Over the past several years, the Ricci flow has come into its own. This geometric flow was first introduced by Richard Hamilton in order to study the geometry and topology of manifolds in low dimensions. With a number of important refinements, it provided the backbone of Perleman's famous proof of the Poincare Conjecture. The flow itself has been implemented numerically, providing for the first time important information about the limiting metrics on spaces of interest to mathematicians, to physicists, and now even to computer scientists.

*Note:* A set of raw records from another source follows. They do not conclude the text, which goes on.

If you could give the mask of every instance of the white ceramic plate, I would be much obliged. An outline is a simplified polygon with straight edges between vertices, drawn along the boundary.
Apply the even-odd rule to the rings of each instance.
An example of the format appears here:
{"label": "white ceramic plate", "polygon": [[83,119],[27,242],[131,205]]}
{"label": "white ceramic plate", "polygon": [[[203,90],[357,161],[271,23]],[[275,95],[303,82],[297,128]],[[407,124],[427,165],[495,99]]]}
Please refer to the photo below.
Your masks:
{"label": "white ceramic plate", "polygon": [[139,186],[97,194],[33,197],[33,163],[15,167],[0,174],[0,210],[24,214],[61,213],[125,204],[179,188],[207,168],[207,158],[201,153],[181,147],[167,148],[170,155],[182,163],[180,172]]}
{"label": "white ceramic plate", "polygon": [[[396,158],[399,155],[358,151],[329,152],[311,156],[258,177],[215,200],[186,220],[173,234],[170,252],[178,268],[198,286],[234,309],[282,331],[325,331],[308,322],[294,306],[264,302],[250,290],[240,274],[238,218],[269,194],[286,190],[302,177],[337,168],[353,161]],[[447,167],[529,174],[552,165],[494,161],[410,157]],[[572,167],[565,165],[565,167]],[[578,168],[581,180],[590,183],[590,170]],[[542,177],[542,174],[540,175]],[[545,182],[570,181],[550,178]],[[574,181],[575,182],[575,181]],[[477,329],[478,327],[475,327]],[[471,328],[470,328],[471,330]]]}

Recently, numerical algorithms based on Ricci flow have been developed for discrete surfaces and 3-manifolds. It has been demonstrated that Ricci flow is a powerful tool to design Riemannian metrics using curvatures, and extremely valuable for many fields in computer science. In computer graphics, Ricci flow has been applied for surface parameterization, texture mapping, vector field design; in computer vision, Ricci flow is used for matching surfaces with large deformations and shape analysis, geometric database retrieval; in medical imaging, it is widely used for brain cortex surface mapping, computer aided diagnosis, virtual colonoscopy; in geometric modeling, it offers a novel way to construct splines on general manifolds. In networking research, Ricci flow has been applied for designing novel routing protocols.
Ricci flow arises as the simplest renormalization group (RG) flow of the target space geometry in string theory. It is believed that RG flows approximate off-shell processes in string theory such as closed string tachyon condensation. There is thus enormous potential for using and generalizing the tools developed in the Ricci flow program in mathematics for addressing relevant questions in string theory.